During wall I have really opened my mind to different ways of displaying work, and also thought about how I want to display my own work in more depth. Asking myself why I want to display it in this way rather than just sticking them up on the wall in anyway, just to get them up. It’s made me realise how much thought goes into how people present their images. The way work is displayed can completely change the way it is received.

Presenting Ideas: part two

Further looking at ideas of how I could present my project, whilst I was home I replaced some of our family photos with images from my project. I wanted to see what they would look like in a domestic environment. One of my ideas for how I could present is turning a section of the gallery space into a domestic environment such as this and presenting them in frames you would find in peoples homes.

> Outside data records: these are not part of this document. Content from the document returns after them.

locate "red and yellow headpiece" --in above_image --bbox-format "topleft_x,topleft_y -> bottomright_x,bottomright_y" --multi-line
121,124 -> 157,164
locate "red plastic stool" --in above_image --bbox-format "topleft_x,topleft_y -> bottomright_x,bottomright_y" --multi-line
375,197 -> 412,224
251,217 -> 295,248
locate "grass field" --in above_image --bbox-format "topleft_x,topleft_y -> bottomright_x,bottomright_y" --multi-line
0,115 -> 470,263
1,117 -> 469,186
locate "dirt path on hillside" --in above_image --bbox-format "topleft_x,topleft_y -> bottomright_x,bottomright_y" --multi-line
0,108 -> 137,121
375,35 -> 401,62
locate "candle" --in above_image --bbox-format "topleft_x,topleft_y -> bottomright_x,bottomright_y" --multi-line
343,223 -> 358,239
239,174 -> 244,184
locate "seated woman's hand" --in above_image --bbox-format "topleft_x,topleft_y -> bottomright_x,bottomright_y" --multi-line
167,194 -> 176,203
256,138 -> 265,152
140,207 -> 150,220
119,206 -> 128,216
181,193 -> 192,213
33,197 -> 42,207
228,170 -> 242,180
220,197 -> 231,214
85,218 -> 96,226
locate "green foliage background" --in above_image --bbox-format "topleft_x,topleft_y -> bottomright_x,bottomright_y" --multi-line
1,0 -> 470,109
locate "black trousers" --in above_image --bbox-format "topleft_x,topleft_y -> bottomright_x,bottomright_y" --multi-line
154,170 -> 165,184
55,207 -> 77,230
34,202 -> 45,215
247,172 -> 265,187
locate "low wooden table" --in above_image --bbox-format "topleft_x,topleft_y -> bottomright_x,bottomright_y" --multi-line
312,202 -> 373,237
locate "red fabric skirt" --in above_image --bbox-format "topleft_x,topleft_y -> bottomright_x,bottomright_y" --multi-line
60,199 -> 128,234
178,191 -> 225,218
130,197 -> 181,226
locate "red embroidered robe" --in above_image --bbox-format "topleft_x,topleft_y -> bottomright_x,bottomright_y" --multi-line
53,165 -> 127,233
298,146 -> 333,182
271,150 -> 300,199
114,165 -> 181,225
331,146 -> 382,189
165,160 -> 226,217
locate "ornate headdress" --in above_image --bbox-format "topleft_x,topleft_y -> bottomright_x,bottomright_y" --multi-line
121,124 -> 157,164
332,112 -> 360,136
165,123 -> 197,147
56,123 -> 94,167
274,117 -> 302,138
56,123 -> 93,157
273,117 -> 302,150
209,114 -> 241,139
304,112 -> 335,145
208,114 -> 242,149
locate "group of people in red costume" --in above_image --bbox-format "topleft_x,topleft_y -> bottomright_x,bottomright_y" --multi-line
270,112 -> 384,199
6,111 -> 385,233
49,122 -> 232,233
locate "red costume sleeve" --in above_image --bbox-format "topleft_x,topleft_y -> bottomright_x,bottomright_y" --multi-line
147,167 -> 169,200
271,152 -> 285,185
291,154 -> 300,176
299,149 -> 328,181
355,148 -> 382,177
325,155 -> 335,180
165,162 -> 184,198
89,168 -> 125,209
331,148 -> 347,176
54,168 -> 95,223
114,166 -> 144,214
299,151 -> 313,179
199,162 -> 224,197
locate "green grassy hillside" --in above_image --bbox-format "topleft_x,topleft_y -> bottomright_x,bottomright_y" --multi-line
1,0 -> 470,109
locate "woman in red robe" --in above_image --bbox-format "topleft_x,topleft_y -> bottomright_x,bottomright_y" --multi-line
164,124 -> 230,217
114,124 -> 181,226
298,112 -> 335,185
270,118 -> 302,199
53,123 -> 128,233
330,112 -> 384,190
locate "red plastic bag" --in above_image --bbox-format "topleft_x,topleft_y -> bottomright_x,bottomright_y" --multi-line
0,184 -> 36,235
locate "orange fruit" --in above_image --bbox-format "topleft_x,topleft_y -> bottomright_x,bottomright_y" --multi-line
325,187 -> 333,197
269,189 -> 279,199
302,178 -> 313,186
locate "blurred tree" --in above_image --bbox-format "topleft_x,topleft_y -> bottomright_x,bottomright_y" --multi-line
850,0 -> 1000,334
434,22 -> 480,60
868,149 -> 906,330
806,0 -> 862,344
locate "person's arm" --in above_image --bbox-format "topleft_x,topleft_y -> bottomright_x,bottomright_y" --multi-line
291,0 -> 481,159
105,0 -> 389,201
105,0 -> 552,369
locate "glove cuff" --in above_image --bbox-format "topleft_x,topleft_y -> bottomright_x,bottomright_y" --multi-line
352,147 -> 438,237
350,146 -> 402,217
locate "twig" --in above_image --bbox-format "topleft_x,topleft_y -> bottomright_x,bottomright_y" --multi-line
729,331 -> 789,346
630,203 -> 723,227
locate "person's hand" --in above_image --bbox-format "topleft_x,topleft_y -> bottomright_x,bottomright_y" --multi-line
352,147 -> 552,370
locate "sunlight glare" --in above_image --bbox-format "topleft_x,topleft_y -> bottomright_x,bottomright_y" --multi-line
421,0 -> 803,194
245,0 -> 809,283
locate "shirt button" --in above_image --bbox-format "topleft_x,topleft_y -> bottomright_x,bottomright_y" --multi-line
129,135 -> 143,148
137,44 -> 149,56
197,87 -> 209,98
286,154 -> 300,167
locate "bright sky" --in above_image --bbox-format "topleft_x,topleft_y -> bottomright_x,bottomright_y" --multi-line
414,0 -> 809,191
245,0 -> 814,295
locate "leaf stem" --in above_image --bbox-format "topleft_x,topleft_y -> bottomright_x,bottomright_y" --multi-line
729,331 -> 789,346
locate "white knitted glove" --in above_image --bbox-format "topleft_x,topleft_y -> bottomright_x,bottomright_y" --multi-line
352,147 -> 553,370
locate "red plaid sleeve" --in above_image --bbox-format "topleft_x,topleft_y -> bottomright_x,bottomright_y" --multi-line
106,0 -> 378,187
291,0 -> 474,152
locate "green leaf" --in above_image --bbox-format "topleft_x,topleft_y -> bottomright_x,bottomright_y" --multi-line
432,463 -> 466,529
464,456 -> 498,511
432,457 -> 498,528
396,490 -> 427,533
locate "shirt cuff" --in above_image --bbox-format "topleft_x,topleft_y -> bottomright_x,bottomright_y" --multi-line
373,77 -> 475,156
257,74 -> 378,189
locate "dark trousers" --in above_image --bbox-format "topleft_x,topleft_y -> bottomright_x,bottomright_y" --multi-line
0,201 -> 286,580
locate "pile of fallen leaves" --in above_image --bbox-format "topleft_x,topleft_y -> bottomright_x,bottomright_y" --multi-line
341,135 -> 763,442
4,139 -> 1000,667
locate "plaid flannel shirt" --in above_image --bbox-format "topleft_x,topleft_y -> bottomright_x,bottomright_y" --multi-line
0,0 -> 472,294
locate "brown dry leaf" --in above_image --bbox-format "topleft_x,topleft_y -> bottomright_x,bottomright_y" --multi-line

I couldn’t use all the frames which had been placed on top of these draws in my family home as some were printed larger or were portrait and couldn’t be turned landscape.


Shown above is the display I created, I’m actually really pleased with how it looks. I like that they’re in different styled frames rather than all the same. I also like that all the frames are different sizes even though the images themselves are the same size. I’m also pleased with the image I have framed, as previously I had been showing them in threes, but I think one image of each car works better, gives more of a variety.


My mums also had some flowers in vases so I thought I would put them with the images to see what it would look like, and I think this works even better.  A lot of the cars are quite vibrant colours so the flowers compliment them. It also gives off more of a domestic environment, as well with the ornaments which are there as well.

It is also interesting to note that all the cars within the images have female names, or are related to femininity. From left to right they are; Kylie, Penelope, Goddess, The Bitch, Poppy and Amber. So having them in a feminine environment is interesting as well.
I’m not sure what sort of table I would be able to get hold of to have within the gallery, whether I could borrow one or find one fairly cheap, but then there’s storage for before and after the exhibition which could be an issue.

I’m glad that I am getting closer to figuring out how I want to present my work, and I think that the images shown above will perhaps be my final images for the exhibition. I think they work really well together.